Autumn in Florida, even our panhandle, is not a time for turning leaves. Brilliant images of golds, reds, yellows foliage is more Shenandoah Valley, the Berkshires than Boggy Bayou. I’m assured my Halloween we’ll have some ‘fallish’ temps and weather. We’ll see.
Our nation is in the midst a brutal political struggle with important elections – local and national. Forces of greed and exclusiveness are hell bent on controlling our government locally and nationally in disregard, contempt for principles of interdependency, compassion, and justice. Public health, adequate health care for all, public education, protected environment that serves the sacred life cycle, social and physical infrastructure is starved for funds by forces of profit. Protection of huge wealth is more critical for the power brokers than human needs and future generations. The divisiveness and polarization are so very demoralizing and yet attempts at compromise, understanding, and cooperation are cynical mocked and rejected.
I’m enough of a historian to know there have been severely dire times before in the human story. But I also know that since nuclear power became an option for policy and war making, and other wonderous and frightful scientific discoveries became widespread, that given the abuses of predatory power (economic, religious, and racial) life on this planet is in danger. Real danger. Proliferation of population if desperately poor and devastated environmental zones is terrifying.
And yet being stuck by an asteroid, aneurism, or a drunk driver on Eglin Blvd. is a real danger and life threatening. Perspective is critical here.
Taking all this in is utterly overwhelming. Soul freezing. What is there to do? First there is no fail-safe answer? There is no hopeful guarantee that I can offer. But be suspect of anyone who has one, OK?

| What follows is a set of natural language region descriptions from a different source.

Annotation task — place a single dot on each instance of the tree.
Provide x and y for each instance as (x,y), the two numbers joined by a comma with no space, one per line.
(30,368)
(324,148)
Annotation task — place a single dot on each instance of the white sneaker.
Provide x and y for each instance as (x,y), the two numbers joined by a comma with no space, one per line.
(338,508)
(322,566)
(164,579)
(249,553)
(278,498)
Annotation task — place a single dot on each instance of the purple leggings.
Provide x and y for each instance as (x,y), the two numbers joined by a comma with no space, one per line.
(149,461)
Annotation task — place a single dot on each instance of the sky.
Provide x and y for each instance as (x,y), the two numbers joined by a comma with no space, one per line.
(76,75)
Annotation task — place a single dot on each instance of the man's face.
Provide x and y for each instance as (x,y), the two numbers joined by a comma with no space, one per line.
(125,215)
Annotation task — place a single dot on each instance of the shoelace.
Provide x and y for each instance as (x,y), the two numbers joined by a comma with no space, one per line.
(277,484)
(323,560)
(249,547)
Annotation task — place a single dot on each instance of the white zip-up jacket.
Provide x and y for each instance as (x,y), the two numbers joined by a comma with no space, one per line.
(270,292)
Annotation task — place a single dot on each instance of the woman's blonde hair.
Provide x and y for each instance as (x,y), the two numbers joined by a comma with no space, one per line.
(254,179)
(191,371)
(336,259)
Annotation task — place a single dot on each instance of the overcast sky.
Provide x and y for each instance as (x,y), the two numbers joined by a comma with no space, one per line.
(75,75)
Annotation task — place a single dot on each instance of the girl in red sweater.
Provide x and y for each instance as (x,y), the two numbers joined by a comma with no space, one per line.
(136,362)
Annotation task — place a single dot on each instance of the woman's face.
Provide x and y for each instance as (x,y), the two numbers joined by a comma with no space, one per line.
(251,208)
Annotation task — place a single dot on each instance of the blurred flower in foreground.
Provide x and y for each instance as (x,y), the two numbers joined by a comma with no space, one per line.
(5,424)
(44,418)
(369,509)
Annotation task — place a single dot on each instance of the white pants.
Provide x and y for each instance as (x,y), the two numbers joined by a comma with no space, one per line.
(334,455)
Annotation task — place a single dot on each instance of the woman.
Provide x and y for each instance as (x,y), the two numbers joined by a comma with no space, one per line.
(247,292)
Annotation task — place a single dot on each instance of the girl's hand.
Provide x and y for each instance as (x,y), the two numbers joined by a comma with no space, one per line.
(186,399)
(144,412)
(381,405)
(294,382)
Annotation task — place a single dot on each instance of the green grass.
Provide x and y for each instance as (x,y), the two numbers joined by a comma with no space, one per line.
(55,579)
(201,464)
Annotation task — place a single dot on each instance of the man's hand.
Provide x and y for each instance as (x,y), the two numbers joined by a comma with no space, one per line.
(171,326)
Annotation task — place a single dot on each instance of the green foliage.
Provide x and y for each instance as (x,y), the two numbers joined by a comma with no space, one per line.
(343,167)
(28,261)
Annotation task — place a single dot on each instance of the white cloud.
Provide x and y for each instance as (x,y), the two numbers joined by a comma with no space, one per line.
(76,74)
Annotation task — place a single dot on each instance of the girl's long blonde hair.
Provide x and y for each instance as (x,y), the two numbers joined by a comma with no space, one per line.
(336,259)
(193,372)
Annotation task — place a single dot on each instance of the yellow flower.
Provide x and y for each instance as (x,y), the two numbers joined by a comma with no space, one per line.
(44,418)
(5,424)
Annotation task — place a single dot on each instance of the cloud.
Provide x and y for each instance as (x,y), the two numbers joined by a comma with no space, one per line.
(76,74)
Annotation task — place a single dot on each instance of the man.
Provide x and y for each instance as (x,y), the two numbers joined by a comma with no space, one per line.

I don’t peddle heaven or salvation except in that each of us process imagination and will. We also matter. Each action me make influences others, our environment. We do make compromises with the lesser good and yet as walking wounded we can, though intentionality and steadfastness, love life enough to defy those who would defile it with disregard for our shared, interrelated existence. We all live downstream. We are all related. We can aspire to live principles that regard as holy our interdependent life. When someone is hurt, we are hurt. When someone is hungry we are hungry. Compassion and empathy matter.
The seasons will change. Politics will change. May we claim the courage, though our aspirations and choices, to be a part of the changes needed for there to be a humane, livable Florida Panhandle and world. It is truly a holy calling…caring enough to feel and act as we’d want everyone to behave for the sake of health, wholeness, and happiness everyone (and everything).